Perplexity and cross-entropy
Perplexity measures how well a probability distribution or model predicts a sample, with lower values indicating better performance. Cross-entropy quantifies the difference between the predicted probabilities and the true distribution, with lower values suggesting more accurate models.
BLEU and ROUGE Scores
They measure the overlap between the generated text and a reference text. BLEU focuses on the precision of n-grams, while ROUGE emphasises recall. Both metrics provide insights into the similarity and coverage of the generated content.
Human evaluation
Despite advancements in automated metrics, human evaluation remains crucial for assessing generative AI outputs. Human judges can provide nuanced feedback on creativity, coherence, and relevance, which are difficult to capture with automated metrics. However, human evaluation is time-consuming, costly, and subject to variability among evaluators.

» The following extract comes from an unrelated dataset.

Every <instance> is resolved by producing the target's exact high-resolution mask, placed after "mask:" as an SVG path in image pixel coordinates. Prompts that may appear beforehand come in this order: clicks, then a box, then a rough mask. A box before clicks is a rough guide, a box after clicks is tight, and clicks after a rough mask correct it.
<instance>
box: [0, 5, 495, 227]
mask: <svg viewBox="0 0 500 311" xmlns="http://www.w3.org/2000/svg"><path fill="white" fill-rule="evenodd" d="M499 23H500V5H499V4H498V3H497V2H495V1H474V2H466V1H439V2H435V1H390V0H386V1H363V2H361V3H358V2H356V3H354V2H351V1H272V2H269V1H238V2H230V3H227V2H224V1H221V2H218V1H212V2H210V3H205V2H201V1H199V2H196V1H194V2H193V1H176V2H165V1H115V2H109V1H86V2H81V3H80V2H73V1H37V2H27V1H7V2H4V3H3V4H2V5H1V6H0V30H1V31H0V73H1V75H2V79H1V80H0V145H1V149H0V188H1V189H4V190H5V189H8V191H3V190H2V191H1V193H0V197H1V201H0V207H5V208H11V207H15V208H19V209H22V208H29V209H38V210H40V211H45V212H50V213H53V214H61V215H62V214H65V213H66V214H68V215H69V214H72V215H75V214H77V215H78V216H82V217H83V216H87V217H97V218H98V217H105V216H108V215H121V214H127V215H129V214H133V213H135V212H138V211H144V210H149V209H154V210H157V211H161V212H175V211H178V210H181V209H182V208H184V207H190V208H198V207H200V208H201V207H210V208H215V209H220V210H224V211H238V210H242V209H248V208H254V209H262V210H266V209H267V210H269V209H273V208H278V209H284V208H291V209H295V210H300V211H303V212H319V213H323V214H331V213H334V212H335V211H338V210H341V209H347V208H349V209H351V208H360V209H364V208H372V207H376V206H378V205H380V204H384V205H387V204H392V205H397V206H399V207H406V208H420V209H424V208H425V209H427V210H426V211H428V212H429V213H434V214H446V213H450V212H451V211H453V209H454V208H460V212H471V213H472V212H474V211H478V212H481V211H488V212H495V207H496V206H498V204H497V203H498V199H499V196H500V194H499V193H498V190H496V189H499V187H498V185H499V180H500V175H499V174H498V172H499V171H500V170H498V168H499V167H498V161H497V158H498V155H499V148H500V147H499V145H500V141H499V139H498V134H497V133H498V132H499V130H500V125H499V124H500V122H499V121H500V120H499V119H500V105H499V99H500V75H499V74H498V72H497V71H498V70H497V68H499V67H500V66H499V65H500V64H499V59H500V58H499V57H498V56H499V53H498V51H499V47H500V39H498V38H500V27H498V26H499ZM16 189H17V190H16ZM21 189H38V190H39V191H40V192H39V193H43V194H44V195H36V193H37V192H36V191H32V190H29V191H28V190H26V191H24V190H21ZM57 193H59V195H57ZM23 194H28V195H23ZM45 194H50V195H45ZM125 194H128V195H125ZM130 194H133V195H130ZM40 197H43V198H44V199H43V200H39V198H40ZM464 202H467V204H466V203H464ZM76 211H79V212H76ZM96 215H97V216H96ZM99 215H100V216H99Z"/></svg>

Using another model for evaluation
While these traditional metrics offer valuable insights into the effectiveness of generative AI models, they also have limitations, especially in capturing nuanced aspects of language and context. One innovative approach to evaluating generative AI is to use another large model for assessment. For example, an advanced AI model can evaluate the outputs of a generative model by scoring them based on predefined criteria. This method leverages the strengths of powerful models to provide consistent and detailed evaluations.